Милисав в это время, раскрыв папку, что-то в ней ищет, злясь, что не может найти. Снова складывает все бумаги в папку, завязывает. Залезает на стол, ставит папку на место, достает другую, развязывает на столе и что-то в ней ищет.
Миладин. Так вот, я то же самое думаю.
Жика. Что думаешь?
Миладин. Да что мизинчиком подтолкнешь.
Жика. А тебе только этого и надо? Теперь я знаю, голубчик, зачем ты сюда пришел. Вторично хочешь с кого-нибудь долг получить?
Миладин. Ей-богу, нет. Только в первый раз.
Жика. Брось ты, какой там в первый раз! Если б в первый, тебе бы мой мизинец не понадобился.
Миладин. Бог свидетель, господин Жика!
Жика. А нет ли у тебя свидетеля понадежнее, чем бог?
Миладин. Нету. Но я больше всего на тебя надеюсь, господин Жика. Уж я решил: попрошу тебя, как человека…
Жика. Э, братец, ты думаешь меня просто так попросить. А ты в своей лавке так действуешь? Приходит, скажем, кто-нибудь и говорить: «Вот пришел я, купец Миладин, и прошу тебя: „Дай мне фунт кофе!“ Дашь ты ему?
Миладин. Так ведь то товар.
Жика. А наука, по-твоему, не товар? Кто мне оплатит мое учение? Я десять лет провел в школе. Да если бы я на каторге отсидел столько, и то мог бы выучится какому-либо ремеслу. А ведь я учился! И не так, как нынешняя молодежь учится: год прошел и – айда в следующий класс. Нет, я, сударь мой, по два, а то и по три года из каждого класса не вылезал, пока эта наука мне не въедалась в плоть и кровь. А ты хочешь просто так: «Ну-ка, господин Жика, пошевели мизинчиком!..»
Миладин. Я так думаю, господин Жика, что ты сделаешь свое, а я уж… знаю, что мне нужно делать. Ведь ты знаешь, лежит у меня та твоя бумажка…
Жика. Ух, чтоб тебе, подумаешь, великое дело. Должен сто динаров, так ты и пристаешь каждый день: «У меня та бумажка, у меня та бумажка…»
Миладин. До сих пор я ни разу о ней не напоминал, господин Жика.
Жика. И никогда больше до конца жизни не смей вспоминать. (Звонит.)
Миладин. Не буду, господин Жика!
Жика. Ну говори, зачем пришел?
Миладин. Так вот в чем дело: некий Иосиф из Трбушницы…
Жика. Знаю я Иосифа. (Снова звонит.)
Миладин. Так вот, этот Иосиф часто заходил ко мне в лавку и…

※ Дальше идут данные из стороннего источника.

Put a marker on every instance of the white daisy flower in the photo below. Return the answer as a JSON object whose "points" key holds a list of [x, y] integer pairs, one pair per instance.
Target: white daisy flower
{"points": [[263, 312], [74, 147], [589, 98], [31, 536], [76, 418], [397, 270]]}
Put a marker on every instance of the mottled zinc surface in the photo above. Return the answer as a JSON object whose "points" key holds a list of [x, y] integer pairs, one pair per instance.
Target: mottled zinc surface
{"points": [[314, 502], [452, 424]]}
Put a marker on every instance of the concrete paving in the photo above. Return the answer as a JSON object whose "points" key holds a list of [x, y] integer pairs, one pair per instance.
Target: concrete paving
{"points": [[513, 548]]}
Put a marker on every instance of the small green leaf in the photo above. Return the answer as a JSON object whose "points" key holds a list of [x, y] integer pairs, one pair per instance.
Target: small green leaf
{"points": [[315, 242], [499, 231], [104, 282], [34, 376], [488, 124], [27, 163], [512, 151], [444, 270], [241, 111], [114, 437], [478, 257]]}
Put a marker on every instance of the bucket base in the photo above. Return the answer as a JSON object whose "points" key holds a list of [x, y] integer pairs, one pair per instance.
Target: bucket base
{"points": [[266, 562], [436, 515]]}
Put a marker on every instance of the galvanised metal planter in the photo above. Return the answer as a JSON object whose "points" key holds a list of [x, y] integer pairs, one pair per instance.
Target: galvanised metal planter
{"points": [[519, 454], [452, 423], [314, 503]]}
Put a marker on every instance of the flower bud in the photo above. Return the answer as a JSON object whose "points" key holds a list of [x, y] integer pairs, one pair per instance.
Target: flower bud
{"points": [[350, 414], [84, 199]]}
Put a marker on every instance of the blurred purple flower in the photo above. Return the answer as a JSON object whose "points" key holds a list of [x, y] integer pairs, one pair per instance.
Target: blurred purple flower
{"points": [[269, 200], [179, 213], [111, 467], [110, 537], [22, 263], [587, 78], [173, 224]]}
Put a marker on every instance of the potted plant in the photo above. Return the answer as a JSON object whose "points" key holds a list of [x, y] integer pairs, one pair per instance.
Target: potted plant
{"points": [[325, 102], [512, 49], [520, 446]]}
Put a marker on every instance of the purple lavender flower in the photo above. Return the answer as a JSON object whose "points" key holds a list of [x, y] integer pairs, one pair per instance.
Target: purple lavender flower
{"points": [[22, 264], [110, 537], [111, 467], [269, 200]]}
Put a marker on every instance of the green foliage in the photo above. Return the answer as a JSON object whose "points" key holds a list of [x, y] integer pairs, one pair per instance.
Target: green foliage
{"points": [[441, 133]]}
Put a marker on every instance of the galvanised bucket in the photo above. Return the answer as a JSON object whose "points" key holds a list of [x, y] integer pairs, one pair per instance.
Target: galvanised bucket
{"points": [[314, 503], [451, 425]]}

Жика. Эта скотина Йоса опять ушел от двери! Слушай, дружок, выйди-ка к колодцу и намочи эту тряпку, чтобы мне потом удобнее было тебя слушать.
Миладин. Слушаюсь, господин Жика. (Берет тряпку и идет к двери.)
Жика. Да смотри, достань свежей воды.
Миладин. Слушаюсь, господин Жика. (Уходит.)
IV
Жика, Милисав.
Милисав (который растрепал всю папку). Нет, это ужасно, это уже переходит всякие границы!
Жика, Что?
Милисав. Не знаю, брат, что это за страна, если в самой полиции могут обокрасть полицейского писаря.
Жика. Кого же обокрали?
Милисав. Я, знаешь ли, храню свое белье здесь, в папке, и вот у меня пропали совершенно новые носки.
Жика. А зачем ты их в папке хранишь?
Милисав. Очень удобно, никто не знает. Но вот тебе и на – опять украли!
Жика. Конечно, украдут, раз ты не хранишь белье дома, как все прочие люди.
Милисав. Дома, братец, еще хуже, поэтому я его там и не храню.
Жика. Что, хозяйка ворует?
Милисав. Не ворует, а дело в том, что мы с практикантом Тасой снимаем одну комнату.
Жика. Значит, он таскает.
Милисав. Нет, наденет просто, а как загрязнит – оставит, а я плачу за стирку. А если наденет, по месяцу не снимает. Вот и сейчас – напялил на себя мои новехонькие кальсоны.
Жика. А чего ты их с него не снимешь, пусть ходит голый!